Words by Sean Moeller, Illustration by Johnnie Cluney, Recording engineered by Josh Niles at Big Light, Nashville, Tennessee
The women in Nikki Lane songs come out of two different buckets. One type of woman is the kind who's just looking for true love, for common courtesy, for a chance to soothe that broken heart that she's been nursing for the longest of time. She's willing to do the dishes at night and pick up the messes that some mostly disinterested man leaves behind, but she's just not willing to do those things for a two-timer. She's not willing to do those things for a man who doesn't see her for the sweetheart that she is and always has been - the loyal companion who just wants a night every once in a while. She can take the whiskey on the breath and she can even take some of the minor infractions, but she's sensitive to what she has in her mind as the decency of love that everyone should have due to them - the kind of love that's true, the kind of love that's not really even able to be abandoned or forfeited, despite all of the efforts to do so.

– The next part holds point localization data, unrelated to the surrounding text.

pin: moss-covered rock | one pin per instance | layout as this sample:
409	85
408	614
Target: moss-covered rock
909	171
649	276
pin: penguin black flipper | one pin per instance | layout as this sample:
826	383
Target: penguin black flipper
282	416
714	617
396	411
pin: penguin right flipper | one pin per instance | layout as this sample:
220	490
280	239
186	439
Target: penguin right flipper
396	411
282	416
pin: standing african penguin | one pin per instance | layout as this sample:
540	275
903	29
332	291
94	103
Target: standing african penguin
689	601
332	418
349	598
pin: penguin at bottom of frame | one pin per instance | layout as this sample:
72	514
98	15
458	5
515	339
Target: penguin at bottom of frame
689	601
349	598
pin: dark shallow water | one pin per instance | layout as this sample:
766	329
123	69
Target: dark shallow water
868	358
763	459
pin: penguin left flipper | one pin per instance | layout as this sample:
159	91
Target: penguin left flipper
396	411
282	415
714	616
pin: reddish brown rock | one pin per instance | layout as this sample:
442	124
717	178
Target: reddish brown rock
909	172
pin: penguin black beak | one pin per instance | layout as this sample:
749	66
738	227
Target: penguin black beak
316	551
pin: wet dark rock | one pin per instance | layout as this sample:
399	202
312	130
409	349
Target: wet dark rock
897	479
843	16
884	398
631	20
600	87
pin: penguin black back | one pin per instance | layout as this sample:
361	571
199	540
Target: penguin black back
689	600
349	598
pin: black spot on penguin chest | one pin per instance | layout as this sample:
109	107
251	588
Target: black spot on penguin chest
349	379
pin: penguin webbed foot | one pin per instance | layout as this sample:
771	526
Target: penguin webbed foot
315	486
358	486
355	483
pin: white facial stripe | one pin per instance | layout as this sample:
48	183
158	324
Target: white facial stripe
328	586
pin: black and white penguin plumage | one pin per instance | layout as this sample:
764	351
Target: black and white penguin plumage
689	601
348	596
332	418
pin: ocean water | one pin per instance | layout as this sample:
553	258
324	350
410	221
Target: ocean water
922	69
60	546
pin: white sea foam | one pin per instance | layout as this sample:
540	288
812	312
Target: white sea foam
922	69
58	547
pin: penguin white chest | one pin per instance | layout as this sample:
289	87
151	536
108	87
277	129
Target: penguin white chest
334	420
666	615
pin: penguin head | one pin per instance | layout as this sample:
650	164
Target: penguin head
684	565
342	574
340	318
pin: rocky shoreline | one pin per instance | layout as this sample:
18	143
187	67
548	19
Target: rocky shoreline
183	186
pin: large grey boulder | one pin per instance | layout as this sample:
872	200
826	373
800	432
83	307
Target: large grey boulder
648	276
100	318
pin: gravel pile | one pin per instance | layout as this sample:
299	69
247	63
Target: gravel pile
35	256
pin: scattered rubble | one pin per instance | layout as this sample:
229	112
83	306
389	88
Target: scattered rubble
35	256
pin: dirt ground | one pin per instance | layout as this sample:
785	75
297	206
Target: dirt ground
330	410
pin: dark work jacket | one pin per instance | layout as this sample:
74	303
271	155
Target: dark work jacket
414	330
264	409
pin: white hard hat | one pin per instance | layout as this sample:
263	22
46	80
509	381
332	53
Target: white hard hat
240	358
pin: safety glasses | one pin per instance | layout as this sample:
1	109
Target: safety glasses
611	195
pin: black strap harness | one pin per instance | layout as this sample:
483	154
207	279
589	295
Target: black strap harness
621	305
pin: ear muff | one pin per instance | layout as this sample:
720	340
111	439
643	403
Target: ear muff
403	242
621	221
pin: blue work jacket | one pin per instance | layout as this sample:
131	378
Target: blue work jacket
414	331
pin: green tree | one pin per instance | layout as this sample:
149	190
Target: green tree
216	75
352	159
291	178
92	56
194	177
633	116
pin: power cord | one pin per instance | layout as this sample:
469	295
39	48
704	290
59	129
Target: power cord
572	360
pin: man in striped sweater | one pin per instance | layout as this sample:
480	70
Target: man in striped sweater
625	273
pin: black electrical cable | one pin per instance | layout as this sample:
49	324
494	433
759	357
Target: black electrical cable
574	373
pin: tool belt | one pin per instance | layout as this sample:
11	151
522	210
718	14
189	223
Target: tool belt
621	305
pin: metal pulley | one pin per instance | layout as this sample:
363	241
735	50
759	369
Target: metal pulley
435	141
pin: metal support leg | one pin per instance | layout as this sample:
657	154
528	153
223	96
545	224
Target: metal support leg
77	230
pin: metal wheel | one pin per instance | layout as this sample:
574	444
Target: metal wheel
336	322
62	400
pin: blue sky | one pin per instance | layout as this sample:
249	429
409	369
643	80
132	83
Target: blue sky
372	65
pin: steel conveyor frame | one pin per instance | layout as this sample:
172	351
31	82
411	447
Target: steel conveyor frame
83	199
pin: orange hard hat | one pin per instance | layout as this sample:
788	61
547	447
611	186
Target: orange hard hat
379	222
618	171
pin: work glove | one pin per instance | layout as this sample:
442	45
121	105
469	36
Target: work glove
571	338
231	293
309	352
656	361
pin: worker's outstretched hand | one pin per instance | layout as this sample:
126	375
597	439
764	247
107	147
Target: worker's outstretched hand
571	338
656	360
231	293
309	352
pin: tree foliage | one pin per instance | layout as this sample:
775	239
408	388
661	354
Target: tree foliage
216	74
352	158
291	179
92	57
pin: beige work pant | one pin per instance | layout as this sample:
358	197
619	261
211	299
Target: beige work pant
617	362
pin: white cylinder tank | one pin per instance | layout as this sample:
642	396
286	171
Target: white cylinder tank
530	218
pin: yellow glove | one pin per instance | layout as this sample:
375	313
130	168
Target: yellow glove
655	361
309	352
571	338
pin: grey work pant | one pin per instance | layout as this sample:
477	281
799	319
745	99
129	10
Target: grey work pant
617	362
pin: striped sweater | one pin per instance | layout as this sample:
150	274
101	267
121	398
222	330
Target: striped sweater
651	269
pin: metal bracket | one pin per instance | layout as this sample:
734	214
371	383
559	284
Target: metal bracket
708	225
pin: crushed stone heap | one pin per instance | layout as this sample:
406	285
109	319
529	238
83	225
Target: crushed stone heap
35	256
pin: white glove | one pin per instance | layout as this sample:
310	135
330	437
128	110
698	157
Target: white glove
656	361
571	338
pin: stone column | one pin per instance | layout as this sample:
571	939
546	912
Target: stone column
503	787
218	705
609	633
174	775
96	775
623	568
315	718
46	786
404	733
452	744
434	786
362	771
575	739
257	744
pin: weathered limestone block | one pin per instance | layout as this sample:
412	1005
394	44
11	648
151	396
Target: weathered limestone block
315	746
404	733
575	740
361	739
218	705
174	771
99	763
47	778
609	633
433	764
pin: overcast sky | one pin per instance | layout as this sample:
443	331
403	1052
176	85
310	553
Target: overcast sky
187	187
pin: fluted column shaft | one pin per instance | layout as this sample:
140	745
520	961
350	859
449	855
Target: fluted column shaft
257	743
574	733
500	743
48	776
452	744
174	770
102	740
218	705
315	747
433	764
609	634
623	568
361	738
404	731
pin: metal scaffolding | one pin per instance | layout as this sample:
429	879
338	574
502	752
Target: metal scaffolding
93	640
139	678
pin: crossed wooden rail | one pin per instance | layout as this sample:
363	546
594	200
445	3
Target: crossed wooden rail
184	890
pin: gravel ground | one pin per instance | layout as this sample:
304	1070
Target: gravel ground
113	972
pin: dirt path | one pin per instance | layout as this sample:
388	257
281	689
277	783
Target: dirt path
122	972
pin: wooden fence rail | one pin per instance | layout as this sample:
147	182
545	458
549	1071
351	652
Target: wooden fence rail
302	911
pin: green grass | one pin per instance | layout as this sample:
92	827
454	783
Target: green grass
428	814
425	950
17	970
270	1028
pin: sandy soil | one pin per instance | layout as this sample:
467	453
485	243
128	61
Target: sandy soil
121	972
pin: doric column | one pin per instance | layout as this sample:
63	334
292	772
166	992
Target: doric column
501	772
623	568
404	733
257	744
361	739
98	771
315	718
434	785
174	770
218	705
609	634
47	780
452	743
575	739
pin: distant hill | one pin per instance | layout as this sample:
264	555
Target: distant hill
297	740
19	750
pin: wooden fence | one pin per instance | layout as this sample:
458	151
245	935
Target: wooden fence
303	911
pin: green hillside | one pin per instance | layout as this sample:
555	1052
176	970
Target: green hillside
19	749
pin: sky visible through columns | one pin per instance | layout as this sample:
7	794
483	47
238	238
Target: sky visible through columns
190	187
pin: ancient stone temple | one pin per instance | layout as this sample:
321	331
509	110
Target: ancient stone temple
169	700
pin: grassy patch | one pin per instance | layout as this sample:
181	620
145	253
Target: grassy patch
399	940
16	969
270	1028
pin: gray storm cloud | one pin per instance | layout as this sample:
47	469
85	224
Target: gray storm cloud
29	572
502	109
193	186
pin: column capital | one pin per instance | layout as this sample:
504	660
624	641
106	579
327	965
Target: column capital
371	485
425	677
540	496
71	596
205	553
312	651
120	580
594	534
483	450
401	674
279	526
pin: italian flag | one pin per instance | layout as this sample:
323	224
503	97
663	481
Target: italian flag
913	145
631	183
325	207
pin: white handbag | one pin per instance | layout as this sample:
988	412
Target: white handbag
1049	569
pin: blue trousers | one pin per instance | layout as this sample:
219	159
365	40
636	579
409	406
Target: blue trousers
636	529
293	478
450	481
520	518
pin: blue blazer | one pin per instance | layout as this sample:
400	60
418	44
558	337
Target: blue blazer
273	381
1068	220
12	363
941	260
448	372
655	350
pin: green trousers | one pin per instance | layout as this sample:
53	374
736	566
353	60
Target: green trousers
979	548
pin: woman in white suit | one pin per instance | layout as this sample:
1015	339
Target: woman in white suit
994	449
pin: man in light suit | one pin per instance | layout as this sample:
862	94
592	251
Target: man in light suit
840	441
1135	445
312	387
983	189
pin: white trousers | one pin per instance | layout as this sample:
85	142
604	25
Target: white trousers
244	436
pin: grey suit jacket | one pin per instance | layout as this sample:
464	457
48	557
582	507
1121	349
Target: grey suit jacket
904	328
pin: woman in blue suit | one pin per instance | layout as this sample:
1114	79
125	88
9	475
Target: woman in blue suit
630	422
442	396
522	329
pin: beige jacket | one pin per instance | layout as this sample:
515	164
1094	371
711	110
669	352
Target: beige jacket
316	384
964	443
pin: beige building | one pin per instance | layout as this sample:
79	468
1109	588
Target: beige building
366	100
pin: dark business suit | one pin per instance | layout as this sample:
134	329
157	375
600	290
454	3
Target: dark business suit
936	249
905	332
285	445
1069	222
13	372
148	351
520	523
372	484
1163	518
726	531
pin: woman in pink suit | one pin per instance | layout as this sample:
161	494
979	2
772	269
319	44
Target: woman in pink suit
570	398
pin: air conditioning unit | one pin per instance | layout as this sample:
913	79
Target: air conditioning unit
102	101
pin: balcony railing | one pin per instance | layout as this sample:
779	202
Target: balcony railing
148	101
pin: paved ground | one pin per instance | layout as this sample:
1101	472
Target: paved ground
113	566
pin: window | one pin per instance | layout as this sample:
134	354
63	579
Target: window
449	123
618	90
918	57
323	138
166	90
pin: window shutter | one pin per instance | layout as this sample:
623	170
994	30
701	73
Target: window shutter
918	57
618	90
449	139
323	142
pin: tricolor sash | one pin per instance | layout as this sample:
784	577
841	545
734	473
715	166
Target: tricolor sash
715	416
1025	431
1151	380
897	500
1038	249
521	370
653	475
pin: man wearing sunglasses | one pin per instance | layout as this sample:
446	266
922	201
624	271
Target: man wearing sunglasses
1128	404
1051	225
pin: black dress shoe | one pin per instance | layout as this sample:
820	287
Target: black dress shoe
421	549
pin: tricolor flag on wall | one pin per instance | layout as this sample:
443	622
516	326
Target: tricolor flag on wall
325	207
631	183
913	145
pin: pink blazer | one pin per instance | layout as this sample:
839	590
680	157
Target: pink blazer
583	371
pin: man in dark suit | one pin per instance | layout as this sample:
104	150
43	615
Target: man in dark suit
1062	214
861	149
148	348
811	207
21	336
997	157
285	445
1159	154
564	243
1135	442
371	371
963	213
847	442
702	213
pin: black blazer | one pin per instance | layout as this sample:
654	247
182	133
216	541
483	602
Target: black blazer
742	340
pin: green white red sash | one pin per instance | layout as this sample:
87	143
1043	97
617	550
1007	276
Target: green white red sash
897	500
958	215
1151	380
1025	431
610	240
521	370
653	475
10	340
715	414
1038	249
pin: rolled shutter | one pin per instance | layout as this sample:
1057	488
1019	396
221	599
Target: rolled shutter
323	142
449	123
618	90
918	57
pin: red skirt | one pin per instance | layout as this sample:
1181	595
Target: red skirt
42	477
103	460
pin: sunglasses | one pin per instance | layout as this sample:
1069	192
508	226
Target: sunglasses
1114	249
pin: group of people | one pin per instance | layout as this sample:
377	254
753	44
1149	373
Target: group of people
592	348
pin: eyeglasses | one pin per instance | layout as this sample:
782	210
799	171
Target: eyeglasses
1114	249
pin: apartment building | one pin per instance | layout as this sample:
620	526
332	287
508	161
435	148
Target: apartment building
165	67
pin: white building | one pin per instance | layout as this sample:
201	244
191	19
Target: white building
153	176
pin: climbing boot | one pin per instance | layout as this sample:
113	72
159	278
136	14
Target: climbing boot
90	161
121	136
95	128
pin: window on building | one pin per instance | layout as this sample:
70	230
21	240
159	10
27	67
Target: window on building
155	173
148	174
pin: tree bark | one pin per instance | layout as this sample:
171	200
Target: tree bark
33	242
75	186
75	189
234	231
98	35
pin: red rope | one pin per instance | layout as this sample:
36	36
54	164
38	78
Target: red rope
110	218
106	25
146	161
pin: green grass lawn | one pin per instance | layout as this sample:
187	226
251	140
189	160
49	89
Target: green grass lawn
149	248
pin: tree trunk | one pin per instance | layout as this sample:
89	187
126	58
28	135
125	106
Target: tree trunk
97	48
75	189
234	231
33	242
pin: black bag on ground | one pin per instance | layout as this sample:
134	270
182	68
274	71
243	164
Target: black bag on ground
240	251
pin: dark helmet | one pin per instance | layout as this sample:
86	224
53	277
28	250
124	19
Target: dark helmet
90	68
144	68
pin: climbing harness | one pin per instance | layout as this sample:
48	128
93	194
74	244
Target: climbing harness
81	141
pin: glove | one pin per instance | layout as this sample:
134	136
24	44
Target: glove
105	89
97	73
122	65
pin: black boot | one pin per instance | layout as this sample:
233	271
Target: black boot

It's the kind of love that sees itself through all the thicks and thins, the shitty times and the great ones. It's the kind of love that might only really make itself visible and verbal once in a while, but it's so ingrained that it's all that's needed. For some, it's all that they've got and the double down on it. There need not be a public display of it. Its beauty is in the quiet moments when there's a genuine feeling that there's no one else out there, anywhere in the great, wide world who would be better to spend the time with. Those moments are worth their weight in gold and they can withstand the high winds. They can withstand those destructive practices by the worst of the louses.
This is the woman that Lane portrays most of the time and then there's the woman who says, "Fuck it," and she just goes for the trouble. She's been torn apart so many times that she's suspended all efforts to find a good man, declaring the chance of it all working out to be very slim. She's just going to take the leftovers, as long as they've got a pulse and are looking for fun. This is the kind of woman who comes about when there's just nothing much to look forward to.
Lane is, without question, one of the country's finest young country songwriters, and she's able to make that fed up lover, just looking for somebody warm to share her bed with, sound wholesome. She's able to make you feel like the women who haven't given up just yet are going to get their piece. They're too good. They're too perfectly sad and hopeful for them not to get what they really desire. She makes us want it all so badly for them. We want to fight their fights for them. We want to take those philandering sons of bitches by the collars and rough some sense into them. We just want them to see what they've got because it's so obvious to all of us bystanders. Lane writes us right into these heartbreaking stories that are going to continue to carry on for the rest of these lives.